I’m always surprised at which of my blog entries get the most traffic. For some reason when I review Leonardo DiCaprio movies my wordpress stats are solid for days. Marvel Comics posts are hit or miss, which is sad because I wish everyone understood how rare it is to have a conservative who can liken Neal Gabler to the Fantastic Four’s nemesis The Mole Man…
Regardless, I found it fascinating to see interest spike over a religious post on Christopher Hitchens, since it’s not an arena I’m comfortable fighting in. It’s incredibly easy to look like a doofus when discussing God, and it’s not hard to get tied in intellectual knots if the thread you’re weaving for readers isn’t well thought out and painstakingly on point.
So, because I’m a glutton for punishment, I’ll give it another go. Since I’m on a train leaving DC, I can’t help but think that my mind will be clearer.
In this post I’d like to talk about faith, because non-believers often seem to portray believers as knuckle-dragging boobs for utilizing it. I find this offensive not so much because of my religious convictions, but because I find the image of a boob with knuckles disturbing…
In all seriousness, though, all of us use faith. It’s a perfectly legitimate tool that should help shape our views of the world, as well as our navigation through it. Atheists use faith every day as well, and yet, when it comes time to apply it to the existence of God, they balk.
Anyone who has ever gone with their “gut instinct” has used faith. Anyone who has been in love has used faith. Anyone who has opened their own business has used faith.

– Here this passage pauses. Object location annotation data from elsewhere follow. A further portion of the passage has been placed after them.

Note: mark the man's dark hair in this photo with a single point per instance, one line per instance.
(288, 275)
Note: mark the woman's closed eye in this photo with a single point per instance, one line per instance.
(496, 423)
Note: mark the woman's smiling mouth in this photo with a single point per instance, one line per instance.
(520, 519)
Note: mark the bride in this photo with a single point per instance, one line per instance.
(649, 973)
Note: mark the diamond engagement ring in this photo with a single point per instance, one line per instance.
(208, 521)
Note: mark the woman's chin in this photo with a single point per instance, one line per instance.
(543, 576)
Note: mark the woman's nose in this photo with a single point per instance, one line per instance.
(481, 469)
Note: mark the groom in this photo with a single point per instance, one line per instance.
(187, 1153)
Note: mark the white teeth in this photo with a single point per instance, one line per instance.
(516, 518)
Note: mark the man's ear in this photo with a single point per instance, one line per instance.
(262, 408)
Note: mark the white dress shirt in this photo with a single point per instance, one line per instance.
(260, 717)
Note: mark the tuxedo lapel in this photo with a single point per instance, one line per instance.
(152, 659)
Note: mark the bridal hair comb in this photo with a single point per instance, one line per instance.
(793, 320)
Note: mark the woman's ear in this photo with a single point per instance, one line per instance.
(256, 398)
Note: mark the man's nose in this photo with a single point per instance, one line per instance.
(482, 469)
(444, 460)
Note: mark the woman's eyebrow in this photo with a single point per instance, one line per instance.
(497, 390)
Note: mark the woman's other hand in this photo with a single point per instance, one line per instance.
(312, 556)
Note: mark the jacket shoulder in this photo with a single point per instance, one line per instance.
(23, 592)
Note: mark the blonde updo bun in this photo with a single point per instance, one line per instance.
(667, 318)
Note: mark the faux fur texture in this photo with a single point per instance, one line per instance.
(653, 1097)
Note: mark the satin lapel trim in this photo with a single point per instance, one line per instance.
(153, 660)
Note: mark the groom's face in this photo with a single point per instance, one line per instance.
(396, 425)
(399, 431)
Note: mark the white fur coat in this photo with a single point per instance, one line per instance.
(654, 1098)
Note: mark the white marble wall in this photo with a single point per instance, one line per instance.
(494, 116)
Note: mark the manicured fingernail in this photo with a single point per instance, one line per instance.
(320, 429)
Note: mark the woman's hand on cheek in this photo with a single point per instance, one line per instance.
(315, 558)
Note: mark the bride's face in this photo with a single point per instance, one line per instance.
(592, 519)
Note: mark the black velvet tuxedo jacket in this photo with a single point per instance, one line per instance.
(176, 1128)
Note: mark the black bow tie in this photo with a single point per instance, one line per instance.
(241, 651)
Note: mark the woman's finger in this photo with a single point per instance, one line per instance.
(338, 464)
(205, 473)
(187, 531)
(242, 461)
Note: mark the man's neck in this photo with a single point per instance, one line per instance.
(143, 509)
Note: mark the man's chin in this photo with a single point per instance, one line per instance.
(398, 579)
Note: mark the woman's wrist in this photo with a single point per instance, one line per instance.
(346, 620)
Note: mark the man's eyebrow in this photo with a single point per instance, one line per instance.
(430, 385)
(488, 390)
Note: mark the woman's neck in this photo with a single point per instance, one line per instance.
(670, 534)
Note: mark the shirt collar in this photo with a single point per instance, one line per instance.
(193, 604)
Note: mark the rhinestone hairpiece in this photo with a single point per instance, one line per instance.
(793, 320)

In so many aspects of our lives, there are decisions that have to be made because the gap between what we know and what we don’t (or can’t) know is too large to bridge with empirical studies. As much as I’d love to run regression analysis for years on end in order to tell me whether or not I should get married, it isn’t possible. That last bit of gumption everyone needs to ultimately ask the Big Question is in some part made with the sticky, gooey usually-goodness…of faith.
Bill Maher uses faith to see his way through many aspects of his own life, even if he doesn’t realize it. Given that, when he mocks men and women of any religious affiliation by comparing God to The Easter Bunny, he really only makes himself look silly.
Here’s a question for Christopher Hitchens: Why is it, that over the course of my life, whenever I consulted with God and lived it in accordance with what I thought He had planned for me, things came together? Why is it, when I strayed from God it all seemed to fall apart and, ultimately, I felt lost and confused? As an Irish Catholic with an independent streak and time in an infantry unit as a young man, I haven’t always been an angel. I’ve never knocked on doors or proselytized (although I once put a boot through a window). So my relationship with God didn’t come at the behest of a priest or family member or a member of the clergy, but as a result of a lifetime of learning from boneheaded mistakes.
Are God’s fingerprints plastered all over my life, particularly the successes I’ve had and the failures I’ve overcome? I believe so. But just because a real-life member of CSI couldn’t find them, does that mean that they’re not there? I don’t think so. Joy Behar and her liberal friends can call me crazy all they want, but the fact is, I feel God in my life. I know He’s there. Just as you, dear reader, feel and know the affection of your wife or husband or son or daughter without ever being able to test their blood for love-levels hidden in plasma.

When things were bleakest and blackest in my own life, and I felt as though I had nowhere left to turn, I turned to God. And each time I was lifted up and seemingly saved from a hopeless situation. For me to ever embrace the atheist notion that nothing special was at play, but perhaps some neurons and synapses in my head, would be to deny what I know to be true.
I can’t convince the atheist to believe in God, but perhaps I can get them to acknowledge and explore the unseen avenues of faith they walk down every day in their own life. And once they’re aware of those streets, perhaps one will take them down a path—one with a gap in it that will give them a feeling that someone or something that cares about them more than they can ever realize is waiting on the other side. And then, perhaps, they’ll take that leap.